Demand for £1-million-pound houses in central London is plunging.
According to Knight Frank’s October survey of the market, there are 30% fewer buyers for prime housing in the UK’s capital.
Knight Frank said that demand was hit by a hike in stamp duty 11 months ago. The group added that dwindling demand hasn’t been helped by the slump in commodity prices and China’s slowing economy.
There’s a stand-off between buyers and sellers, Knight Frank said, as they argue over prices.
“Buyers calculate it will take them longer to recover the extra stamp duty expense in house price inflation and expect a lower asking price, something vendors are not always willing to concede,” Tom Bill, head of London residential research said in the report.
Chancellor of the Exchequer George Osborne changed the levels of stamp duty, a tax based on the value of the house when you buy it, at the start of the year. Rates for a house worth between £925,001 and £1.5 million were hiked to 10%, making it more expensive to buy a prime house.
Meanwhile, the slump in emerging market economies such as China and the fall in oil and commodities prices mean there are fewer wealthy buyers from abroad looking to invest in the London market.
There are five stats from the study which highlight just how demand for prime locations in central London has dropped this year:
- The number of exchanges in the three months to September 2015 was 17% lower than the same period last year.
- The number of new prospective buyers was -30% down on the same period in 2014.
- Knight Frank has revised down its 2016 forecast for prime central London price growth to 2% from 4.5%.

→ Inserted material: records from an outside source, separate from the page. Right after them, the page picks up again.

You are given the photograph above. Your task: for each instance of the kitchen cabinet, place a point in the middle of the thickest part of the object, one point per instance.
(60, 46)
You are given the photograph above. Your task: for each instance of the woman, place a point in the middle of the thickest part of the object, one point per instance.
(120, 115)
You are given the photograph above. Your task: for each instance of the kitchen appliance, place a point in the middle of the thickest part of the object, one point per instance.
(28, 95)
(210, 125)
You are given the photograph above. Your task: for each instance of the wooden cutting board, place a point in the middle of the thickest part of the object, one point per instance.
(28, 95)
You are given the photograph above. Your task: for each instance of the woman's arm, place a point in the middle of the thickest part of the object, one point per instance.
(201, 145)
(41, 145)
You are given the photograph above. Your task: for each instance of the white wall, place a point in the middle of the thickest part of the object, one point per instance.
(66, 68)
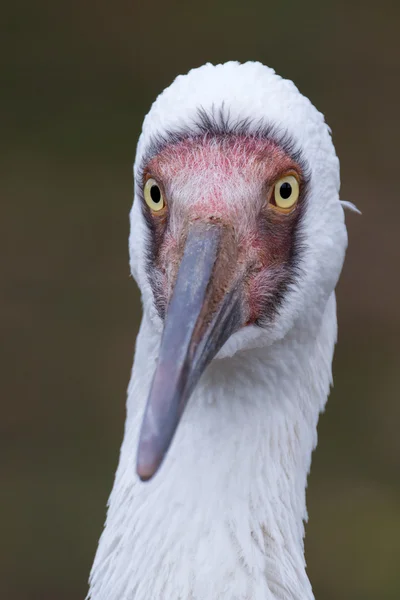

- Prices fell in October by -0.3%, which was the largest decline since the summer of 2010, a period when the euro zone crisis began to escalate following the original bailout of Greece.
- Annual growth dipped to 1%, which was the lowest level since October 2009.
Here is also a great map that shows how it’s the exclusive areas of Kensington and Chelsea that have been worst hit by the drop in demand for prime housing:
This trend is unlikely to reverse any time soon. Deutsche Bank called the top of London’s crazily hot property market in October, with Sahil Mahtani saying that “London’s property is unlikely to enjoy the next thirty years as it did the last.”
Add in the lack of certainty over the outcome of Britain’s upcoming referendum on EU membership — which could further put off foreign buyers — and you have the conditions for a weaker prime market for longer.